Selama bertahun-tahun masyarakat Pulau Kelapa tidak menikmati Ipal. Mereka buang air besar di pantai, yang sangat tidak sehat, dan merusak lingkungan. Mereka butuh Ipal dan toilet komunal, yang memungkinkan mereka tidak lagi buang air besar sembarangan.

Yang juga disoroti Idris adalah betonisasi garis pantai di banyak pulau. Menurutnya, betonisasi menimbulkan efek ganda yang bertolak belakang; menyelamatkan garis pantai dari abrasi, tapi merusak terumbu karang dan keindahan pulau.

“Akibatnya, wisatawan tidak bisa lagi menikmati pantai seperti di pantai-pantai wisata, tapi menikmati tembok beton pemecah gelombang,” katanya.

Betonisasi, lanjut Idris, harus dihentikan. Sebagai gantinya, pemerintah Kabupaten Kepulauan Seribu menggunakan anggaran Rp 23 miliar untuk betonisasi sebagai membangun Ipal di Pulau Kelapa.

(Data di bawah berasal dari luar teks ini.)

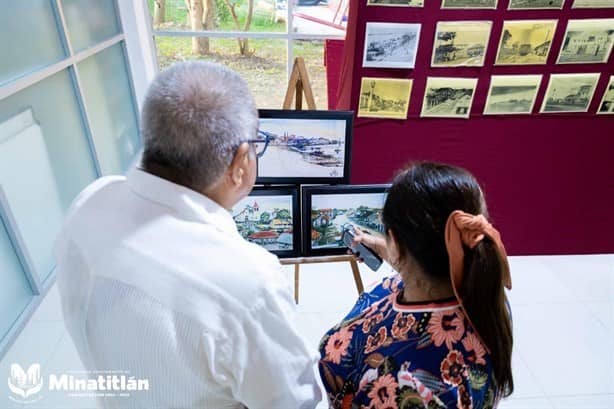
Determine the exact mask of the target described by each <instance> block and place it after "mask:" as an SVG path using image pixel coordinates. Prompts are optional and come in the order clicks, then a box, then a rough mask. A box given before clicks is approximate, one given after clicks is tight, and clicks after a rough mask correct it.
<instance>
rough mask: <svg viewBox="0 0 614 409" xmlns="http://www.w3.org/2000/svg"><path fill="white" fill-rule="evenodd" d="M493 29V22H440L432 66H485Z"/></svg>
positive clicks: (433, 56) (452, 66) (487, 21)
mask: <svg viewBox="0 0 614 409" xmlns="http://www.w3.org/2000/svg"><path fill="white" fill-rule="evenodd" d="M491 27H492V22H491V21H440V22H439V23H437V31H436V32H435V45H434V46H433V57H432V60H431V66H433V67H460V66H466V67H481V66H483V65H484V57H485V55H486V49H487V48H488V39H489V38H490V29H491Z"/></svg>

Khusus lahan pemakaman, Idris bertekad mendesak pemerintah Kabupaten Kepulauan Seribu memasukan usulan itu pada tahun 2020. Ia juga akan coba menemui Gubernur Anies Baswedan, dan meminta sang gubernur untuk memberi perhatian lebih kepada Kepulauan Seribu.

“Sebagai Orang Pulo pertama yang duduk di DPRD, saya memikul beban yang tidak ringan,” ujar Idris. “Alangkah berdosa saya jika gagal memenuhi harapan Orang Pulau yang butuh perhatian pemerintah DKI Jakarta.”